Construction planners showed last week that those goals are easier stated than achieved.
For instance, take the steel that will make up the stadium skeleton and hold up the translucent roof. State lawmakers made clear they want northern Minnesota’s Iron Range to be a major player.
“To the extent practicable, the authority and the team must ensure that the stadium be built with American-made steel that is made from Minnesota iron ore,” the law approved in 2012 reads.
But Mortenson Construction executive John Wood turned a few heads when he told the Minnesota Sports Facilities Authority that some high-grade steel will be imported from Europe, particularly the long beams that will hold the roof up. He said officials were placing an order with a Luxembourg manufacturer that is a global provider of the extra-strength steel.
Wood said after the authority’s meeting that the 7,000 tons of steel that make up the perimeter can be drawn domestically, but even that will probably have only small traces of Minnesota in it.

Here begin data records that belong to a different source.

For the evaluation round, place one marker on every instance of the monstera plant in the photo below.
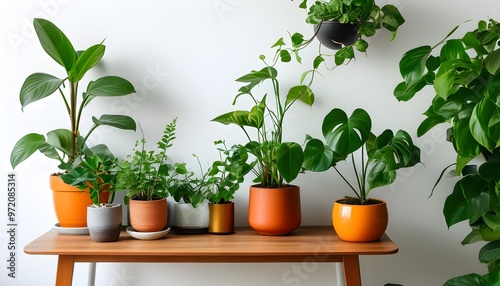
(68, 146)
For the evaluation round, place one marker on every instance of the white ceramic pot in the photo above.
(188, 219)
(104, 223)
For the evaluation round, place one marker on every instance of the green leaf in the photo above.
(492, 220)
(278, 43)
(317, 156)
(317, 61)
(87, 60)
(25, 147)
(289, 157)
(444, 82)
(453, 50)
(464, 142)
(361, 45)
(412, 65)
(285, 56)
(490, 252)
(492, 61)
(345, 134)
(119, 121)
(466, 280)
(259, 76)
(302, 93)
(55, 43)
(61, 139)
(110, 86)
(455, 207)
(484, 124)
(428, 124)
(38, 86)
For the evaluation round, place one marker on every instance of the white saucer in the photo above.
(147, 235)
(71, 230)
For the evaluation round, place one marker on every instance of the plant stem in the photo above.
(73, 117)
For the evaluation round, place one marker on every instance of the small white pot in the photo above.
(188, 219)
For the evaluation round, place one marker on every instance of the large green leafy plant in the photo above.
(380, 156)
(464, 73)
(68, 145)
(227, 173)
(87, 166)
(365, 15)
(277, 162)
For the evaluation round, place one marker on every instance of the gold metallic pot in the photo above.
(221, 218)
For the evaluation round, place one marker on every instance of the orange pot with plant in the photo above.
(274, 211)
(148, 216)
(70, 203)
(381, 156)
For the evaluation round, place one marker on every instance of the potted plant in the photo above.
(342, 24)
(274, 203)
(93, 171)
(464, 73)
(67, 145)
(146, 176)
(224, 178)
(360, 218)
(191, 212)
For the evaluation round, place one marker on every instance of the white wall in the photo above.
(183, 57)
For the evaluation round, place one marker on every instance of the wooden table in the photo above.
(306, 244)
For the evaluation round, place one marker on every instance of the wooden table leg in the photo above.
(351, 270)
(65, 266)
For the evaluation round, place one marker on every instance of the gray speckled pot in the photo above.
(104, 222)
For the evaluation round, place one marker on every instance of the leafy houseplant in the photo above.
(465, 76)
(68, 146)
(277, 163)
(361, 17)
(147, 175)
(226, 174)
(381, 156)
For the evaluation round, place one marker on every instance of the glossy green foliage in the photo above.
(276, 162)
(464, 73)
(381, 156)
(227, 173)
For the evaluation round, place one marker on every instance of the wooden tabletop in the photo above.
(245, 245)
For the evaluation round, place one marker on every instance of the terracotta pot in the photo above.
(148, 216)
(221, 218)
(70, 203)
(274, 211)
(335, 35)
(104, 222)
(360, 223)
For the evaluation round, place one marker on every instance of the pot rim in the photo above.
(381, 202)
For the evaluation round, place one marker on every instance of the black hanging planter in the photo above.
(334, 35)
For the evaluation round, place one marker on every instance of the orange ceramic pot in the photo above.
(70, 203)
(274, 211)
(148, 216)
(360, 223)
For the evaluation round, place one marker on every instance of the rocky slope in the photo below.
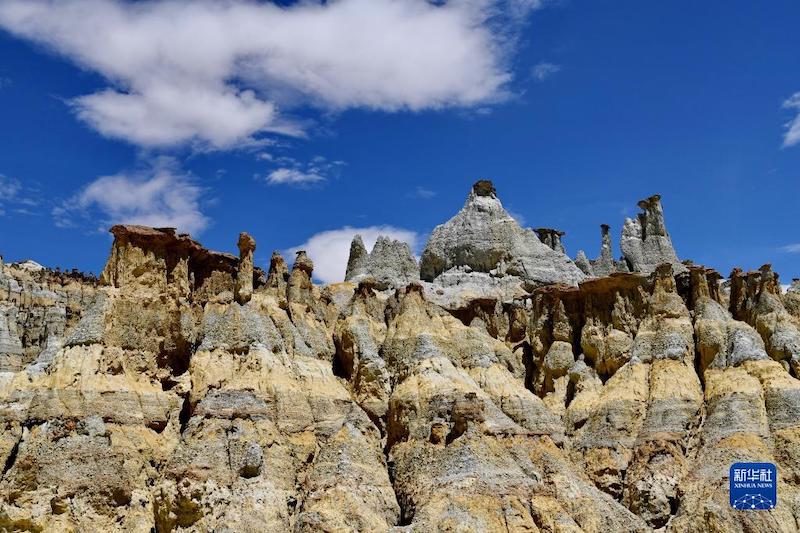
(186, 390)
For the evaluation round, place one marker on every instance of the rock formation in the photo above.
(244, 276)
(552, 238)
(605, 264)
(183, 391)
(645, 241)
(390, 264)
(483, 237)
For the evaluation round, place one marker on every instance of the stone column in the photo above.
(244, 277)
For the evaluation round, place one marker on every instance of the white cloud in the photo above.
(213, 73)
(14, 194)
(291, 176)
(330, 249)
(9, 188)
(296, 173)
(160, 196)
(792, 135)
(544, 70)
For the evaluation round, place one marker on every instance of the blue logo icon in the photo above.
(753, 486)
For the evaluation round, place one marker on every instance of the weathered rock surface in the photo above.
(605, 264)
(645, 241)
(186, 391)
(485, 238)
(390, 263)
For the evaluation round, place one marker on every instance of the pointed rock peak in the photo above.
(795, 286)
(277, 263)
(303, 262)
(246, 243)
(484, 188)
(357, 261)
(390, 264)
(652, 203)
(645, 241)
(552, 238)
(485, 238)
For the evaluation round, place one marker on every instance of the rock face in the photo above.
(645, 242)
(184, 391)
(390, 264)
(484, 237)
(605, 264)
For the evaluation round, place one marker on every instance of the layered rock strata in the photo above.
(645, 241)
(390, 263)
(187, 391)
(483, 237)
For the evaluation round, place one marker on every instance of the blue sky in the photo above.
(298, 123)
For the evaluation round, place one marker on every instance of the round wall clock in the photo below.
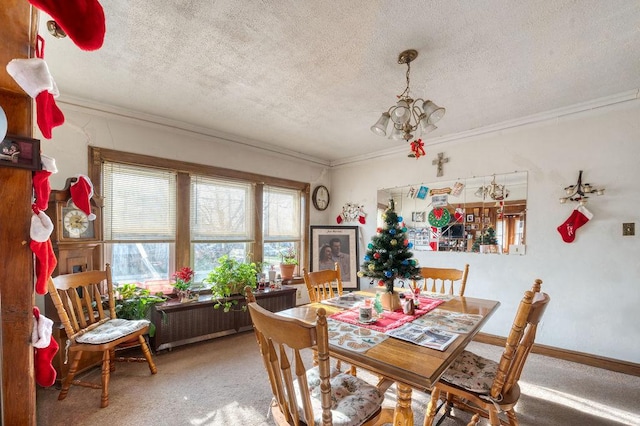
(75, 223)
(320, 197)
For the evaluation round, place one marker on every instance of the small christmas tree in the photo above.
(487, 237)
(388, 256)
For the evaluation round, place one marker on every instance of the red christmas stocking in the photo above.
(579, 217)
(82, 20)
(45, 263)
(44, 349)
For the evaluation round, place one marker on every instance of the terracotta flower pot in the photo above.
(390, 301)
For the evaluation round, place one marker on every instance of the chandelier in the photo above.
(579, 191)
(408, 115)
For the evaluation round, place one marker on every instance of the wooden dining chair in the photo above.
(324, 284)
(318, 395)
(444, 280)
(485, 387)
(92, 327)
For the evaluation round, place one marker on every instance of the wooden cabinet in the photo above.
(182, 323)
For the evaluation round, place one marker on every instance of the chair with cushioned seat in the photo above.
(319, 395)
(484, 387)
(324, 284)
(444, 280)
(90, 327)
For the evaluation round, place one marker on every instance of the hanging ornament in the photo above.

“Minnesotadoesn’t mill steel. It produces taconite pellets used in the steel milling industry. It actually does not produce directly structural steel used in buildings,” Wood explained. “The majority of structural steel used in buildings all over the country is produced from scrap. There isn’t a direct connection between taconite and a piece of steel you are going to find in any building structure.”
Former state Rep. Tom Rukavina, a Democrat from Virginia pressed for the Minnesota ore provision and said it contributed to the vote for the bill. He’s annoyed that the building requires an overseas shipment.
“That, to me, is sinful is what it is,” Rukavina said. “Looking outside the country is disturbing to me.”
That’s not to say the steel structure won’t have a Minnesota component. One subcontractor is Minneapolis-based LeJeune Steel Co., which will place the steel order, cut the pieces down to size and prepare any connections needed for installation.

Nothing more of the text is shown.